Amir Ghalenoei Blasts Iran's Treatment at Fifa World Cup Football
Iran’s fifa world cup football night ended with a 2-2 draw against New Zealand, then an order to leave Los Angeles immediately. Amir Ghalenoei said the team was supposed to stay there to recover before being forced back to its camp in Tijuana.
Ghalenoei after the draw
“After the game today they said to us, ‘You have to leave immediately,’” Ghalenoei said after Monday night’s match. He added, “I think our team is the most oppressed one in the whole World Cup.”
That complaint came after Iran had already been told to arrive in Los Angeles two nights before the game but was not permitted to do so. The coach’s remarks turned the draw into a travel dispute as well as a result on the field.
Taremi on the disruption
Mehdi Taremi said, “Everything is like disaster, actually, for us,” after the match. Iran’s captain also said Gianni Infantino visited the team in the dressing room and told the squad, “You showed to your families, friends, to your people, to the world, that you’re in the World Cup, that you perform and you have two more games to go,”
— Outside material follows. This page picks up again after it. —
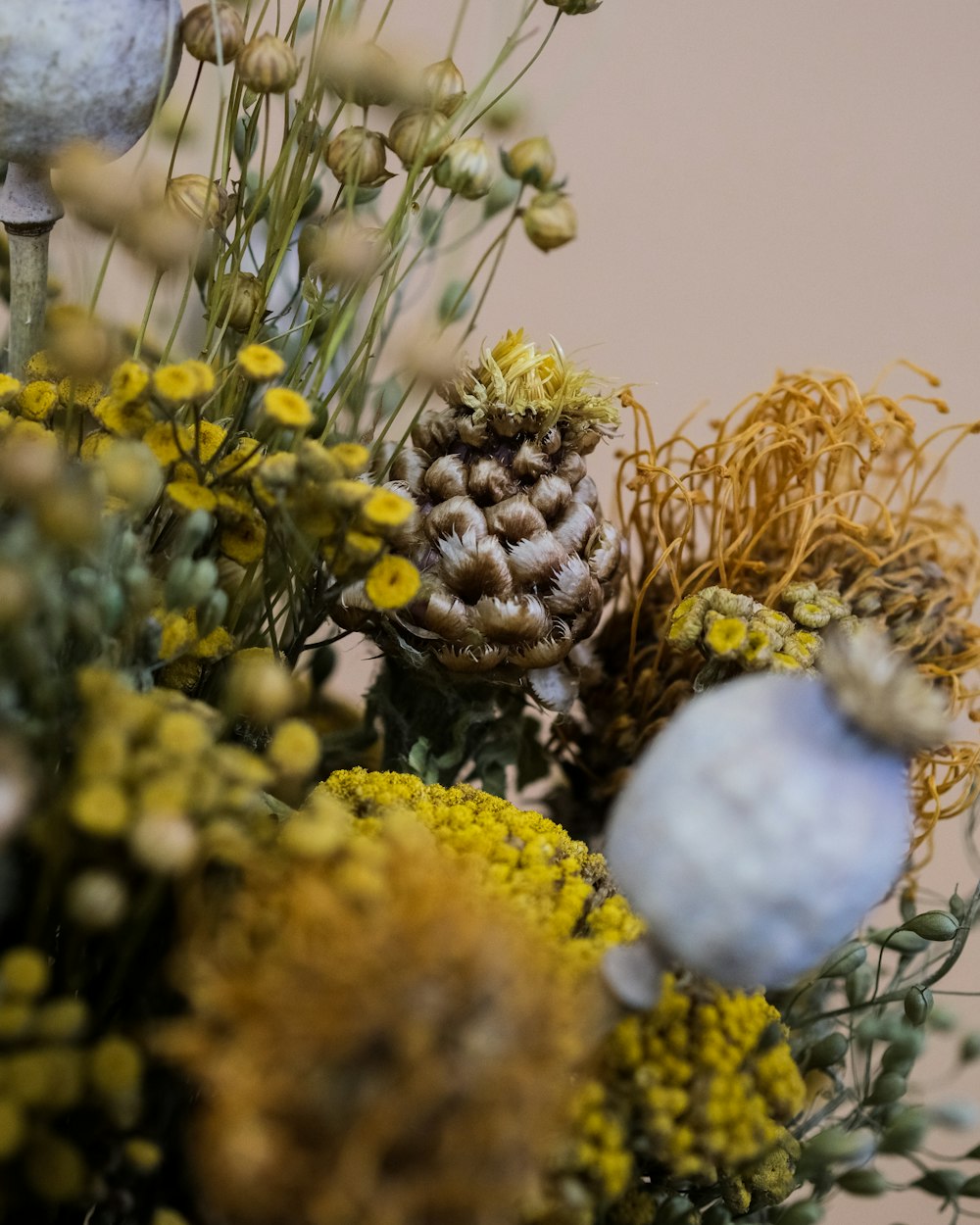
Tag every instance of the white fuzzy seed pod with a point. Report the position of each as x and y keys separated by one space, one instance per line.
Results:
x=760 y=827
The sequence matters because Iran had moved its training base from Tucson, Arizona to Tijuana, Mexico before the tournament, then saw 15 members of its support staff denied visas to enter the US after arriving in Mexico. That number was later reduced to 11 after some visas were approved, but Iran still reached Los Angeles without both media officers, some analysts and federation president Mehdi Taj.
Iran's US logistics strain
All of Iran’s group stage games are taking place in the United States, so each border move and visa delay has shaped the tournament around travel instead of preparation. The order to leave Los Angeles immediately after the 2-2 draw sent the squad straight back to Tijuana on a night when it had expected to recover in place.
For Iran, the draw with New Zealand did not close the pressure around the campaign; it extended it. The team now has to keep playing through a tournament already defined by movement, missed staff and the gap between where it was expected to be and where it was allowed to go.